Evidence for the health benefits of aspirin has mounted during the last few years. Medical researchers have touted daily aspirin, or acetylsalicylic acid, as an inexpensive and highly effective way to lower rates of stroke, heart attack, colon cancer, prostate cancer, and even Alzheimer’s disease. Many of the positive effects of aspirin derive from its anti-inflammatory and blood-thinning properties. Although daily aspirin use seems to provide an array of health benefits, it also may be associated with serious side effects, such as gastrointestinal bleeding. For this reason, patients should not take daily aspirin unless the benefits strongly outweigh the potential risks.
Aspirin reduces inflammation, prevents blood clotting, reduces fever, and alleviates pain. Through its acetyl group, aspirin binds to the enzyme, cyclooxygenase, thereby blocking the production of prostaglandins and thromboxanes. Prostaglandins narrow blood vessels, promote blood clots, increase nerve sensitivity to pain, and cause fever and inflammation in the body. Thromboxanes increase the blood pressure, promote blood clots, and constrict blood vessels. By blocking the production of these hormone-like chemicals, daily aspirin opens up blood vessels, lowers the blood pressure, and prevents blood clotting, reversing the physiologic conditions that contribute to heart attack and stroke.
Scientists have studied whether daily aspirin use may inhibit the growth of some forms of cancer. Researchers have found patients with colon cancer who took daily aspirin had higher survival rates than those who didn't. Other researchers have found that death rates of a variety of cancers were significantly reduced in daily aspirin users.

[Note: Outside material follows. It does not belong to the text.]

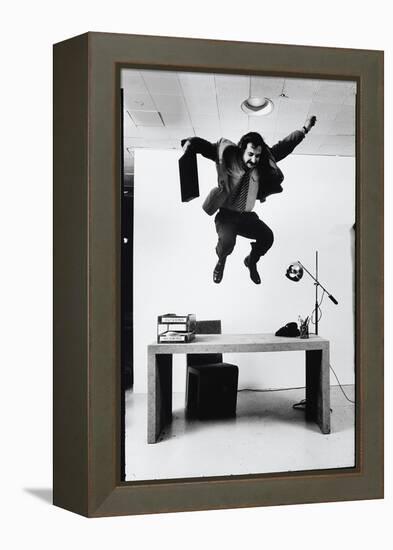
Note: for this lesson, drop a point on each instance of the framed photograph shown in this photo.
(218, 274)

Clinical studies support the use of aspirin for Alzheimer’s disease prevention. In those patients who take an aspirin daily, there was a 40 percent reduction in incidence of Alzheimer’s disease relative to the general population. Scientists do not know why aspirin has this apparent protective effect, but it is possibly related to improvements in brain blood flow due to reduced clot development and more widely dilated blood vessels associated with daily aspirin use. In the elderly, however, the possible reduction in risk for Alzheimer’s disease from regular aspirin use must be weighed against the increased risks of intracranial bleeds and hemorrhagic stroke associated with daily aspirin.
@croydon - Basically it acts as a blood thinner, which is why people should be cautious about taking it without considering the consequences. My father took some aspirin right after having one of his teeth extracted and we think it was the reason he started bleeding again.

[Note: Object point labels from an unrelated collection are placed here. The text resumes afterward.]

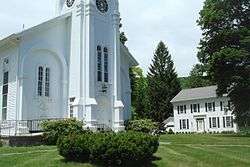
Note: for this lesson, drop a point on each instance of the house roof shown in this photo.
(195, 94)
(170, 119)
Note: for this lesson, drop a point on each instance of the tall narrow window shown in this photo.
(71, 111)
(5, 95)
(106, 65)
(40, 81)
(99, 63)
(221, 106)
(47, 82)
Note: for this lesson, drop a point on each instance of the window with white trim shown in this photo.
(195, 108)
(71, 111)
(5, 91)
(210, 106)
(228, 122)
(106, 65)
(214, 122)
(43, 81)
(99, 63)
(47, 82)
(182, 109)
(40, 81)
(184, 123)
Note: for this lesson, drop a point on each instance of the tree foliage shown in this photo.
(139, 86)
(163, 84)
(197, 78)
(224, 50)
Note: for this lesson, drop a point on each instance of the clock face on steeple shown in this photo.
(102, 5)
(70, 3)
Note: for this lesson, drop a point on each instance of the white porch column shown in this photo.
(88, 66)
(118, 122)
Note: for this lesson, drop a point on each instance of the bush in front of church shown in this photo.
(142, 125)
(55, 128)
(109, 149)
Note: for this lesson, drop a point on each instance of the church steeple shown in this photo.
(64, 6)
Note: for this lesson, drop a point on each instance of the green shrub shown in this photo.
(144, 125)
(171, 132)
(109, 148)
(53, 129)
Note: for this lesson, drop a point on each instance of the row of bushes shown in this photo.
(127, 148)
(54, 129)
(143, 125)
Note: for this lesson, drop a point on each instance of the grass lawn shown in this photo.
(174, 151)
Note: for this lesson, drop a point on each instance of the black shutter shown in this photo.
(232, 122)
(229, 105)
(210, 123)
(218, 120)
(180, 124)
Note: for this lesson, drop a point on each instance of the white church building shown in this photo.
(200, 110)
(71, 66)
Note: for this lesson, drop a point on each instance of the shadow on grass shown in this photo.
(148, 163)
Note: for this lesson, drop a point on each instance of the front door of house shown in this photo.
(200, 125)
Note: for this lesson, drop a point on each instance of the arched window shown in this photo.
(99, 63)
(47, 82)
(106, 65)
(40, 81)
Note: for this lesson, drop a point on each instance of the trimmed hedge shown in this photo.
(143, 125)
(54, 129)
(109, 148)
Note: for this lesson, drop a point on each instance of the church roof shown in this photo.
(16, 36)
(196, 94)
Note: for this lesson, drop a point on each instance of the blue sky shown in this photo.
(146, 22)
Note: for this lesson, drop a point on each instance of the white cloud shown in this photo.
(145, 22)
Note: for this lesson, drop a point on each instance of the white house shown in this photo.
(201, 110)
(71, 66)
(169, 124)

Luckily, after about half an hour it stopped, but we were on the verge of taking him to the hospital because it was kind of a scary situation. I imagine if the wound had been bigger it might have been even worse.

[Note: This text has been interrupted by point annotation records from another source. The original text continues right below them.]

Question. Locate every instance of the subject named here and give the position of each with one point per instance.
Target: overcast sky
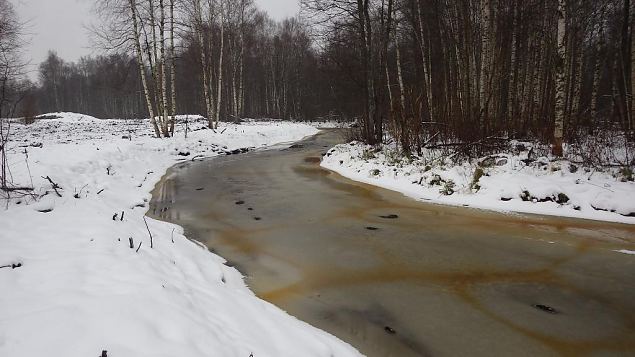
(59, 25)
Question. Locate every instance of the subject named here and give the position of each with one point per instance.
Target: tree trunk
(558, 132)
(172, 70)
(142, 70)
(164, 92)
(219, 94)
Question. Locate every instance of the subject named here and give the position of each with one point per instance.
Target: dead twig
(54, 185)
(150, 233)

If he had been the kind of person to take more than the recommended dose it might have been worse as well.
@browncoat - Unfortunately, I think people take aspirin for granted as a very mild medication, no different from taking a cup of coffee or something like that, but it can actually be pretty potent. It's been known to increase stomach bleeding, for example.
And it can be effective in a good way as well. They recommend that if someone has a mild heart attack, for example and can't immediately get to the hospital, that taking a small amount of aspirin can actually help to prevent heart damage.
Another important thing to remember is that aspirin can be very dangerous for children or teenagers so don't start treating it as though it is a vitamin.
Giving kids aspirin won't necessarily hurt them unless they have a virus but there's no sure way of telling whether they do or not. And if they do, they might have a bad reaction to it, known as Reye's Syndrome, which can lead to death if not treated immediately.
Children should never be given adult medications unless you've been told by a doctor that it's safe.